I only bring out my really poor MSPaints when it's a special occasion.
It appears that the NFL lockout officially ends today. Hallelujah. The details of the agreement can be found anywhere, but I'm just going to touch on the points that I find most relevant:
-The salary cap will be set at $120.4 million, with a floor of at least 90% of that, meaning at least 108 million, which leaves the Bears with one of the highest amounts of cap space in the league. They should have all of the room they need to re-sign their key free agents (Kreuts, Pisa or Roach, and perhaps Anthony Adams and Danieal Manning) and to acquire at least one starting-caliber offensive lineman and depth at wide receiver. Fortunately the raised floor will force them to spend a significant chunk, so the usual McCaskey thrift won't be too much of an issue.
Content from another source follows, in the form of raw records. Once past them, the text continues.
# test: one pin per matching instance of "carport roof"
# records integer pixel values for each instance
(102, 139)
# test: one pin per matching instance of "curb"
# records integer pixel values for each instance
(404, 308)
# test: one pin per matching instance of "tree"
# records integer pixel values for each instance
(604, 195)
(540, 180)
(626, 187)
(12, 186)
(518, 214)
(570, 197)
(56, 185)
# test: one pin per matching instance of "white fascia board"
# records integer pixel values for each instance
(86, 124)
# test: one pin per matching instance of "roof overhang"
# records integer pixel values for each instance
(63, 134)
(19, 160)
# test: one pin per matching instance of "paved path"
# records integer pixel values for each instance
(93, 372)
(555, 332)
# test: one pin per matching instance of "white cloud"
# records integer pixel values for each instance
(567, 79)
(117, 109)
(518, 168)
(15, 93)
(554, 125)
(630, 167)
-According to the latest report from Adam Schefter, teams will begin negotiating with their own free agents and undrafted free agents either today or tomorrow, with true free agency beginning in the next couple days.
-Facilities will be open to players, with camps starting Wednesday or soon thereafter.
- Rookie wages will be capped, and all drafted rookies will sign four year deals (undrafted rookies will sign three-year deals) with teams having a fifth-year option for 1st round picks. The figure I'm hearing for Cam Newton is 4 years, $22 million, waaaaay down from Sam Bradford's 6 year, $78 million deal, so you can use your imagine to guess how much lower salaries will be for all of the other rookies as well.
Those are the main points I'm most concerned with, as they directly affect the Bears at the moment. Given all of those points I'd expect a few thing:
-Olin Kreutz will undoubtedly be the first player the team re-signs, although I'm afraid they'll have to overpay him. Hopefully they overpay him in cash, rather than in years, because I'd rather use up some of that abundant cap space this year than be saddled with him 2-3 years down the road or forced to take a huge cap hit for releasing him.
-I think the team is more likely to re-sign Pisa Tinoisamoa than Nick Roach, Pisa will probably sign his third straight one-year deal, while Roach leaves. Roach is a nice player, but he's young and I don't think the Bears think highly enough of him to give him a multi-year deal and commit to him as a starter, especially since they just drafted JT Thomas.
-The Bears' negotiator, Cliff Stein, is generally one of the best in the business at signing draft picks quickly, and I would expect no delays whatsoever in getting Carimi, Paea, & Co. under contract, especially since the new wage scale for rookies will make it easy for the team to simply point to a number and a dotted line.
-Get a goddamn guard, Jerry,
That should do it for now, I think. I can also say that I'm glad the HOF game was cancelled, since additional preseason games are stupid.
Football's on the way, folks. We're saved.